Lily looked up in surprise. “No, of course not. I like her.”

“That’s all that’s required of you,” her mother said. “That, and showing some faith in your brother’s ability to make his own decisions. Now, I want to fetch the drawings you made in Paris and Geneva and those northern Italian villages. I think they will provide some more insight into this issue of multiple vanishing points.”

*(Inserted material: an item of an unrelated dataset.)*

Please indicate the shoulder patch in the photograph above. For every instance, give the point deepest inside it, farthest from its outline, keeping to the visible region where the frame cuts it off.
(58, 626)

The folder she got out of the desk was full of sketches that Lily barely remembered doing. Many of them from the first few years in Europe when they stayed no more than a month in any one place. Bruges, Paris, Lyon, villages along the Rhine, and then the mountains in Switzerland. The long journey from Lake Constance to the sea coast and into Italy, where villages had been carved, so it seemed, out of the rock face and clung there stubbornly. Vineyards in the fall. The mountains that ran down Italy like a spine, the valleys that echoed with the bells of grazing sheep. Florence and Umbria, circling around Rome to visit ruins at Pompeii, and into the villages perched high enough to look out over the Middle Sea, the whole world a gauzy, hazy blue. The village called Porcile where they had stayed for weeks in a house built of stone, rented from the mayor, who was also the owner of all the orchards, a man who desperately wanted to discuss politics though he had little English, and their Italian wasn’t equal to the task. How cool it was in the dim rooms at the height of the day, and how in the evening the air was ripe with the smell of olives crushed underfoot and sun hot on tile roofs. And then finally Rome. The shock of it. The thrill of standing before the Coliseum. The little house with its gardens and grape arbor and the bed where she had conceived and lost and lost again.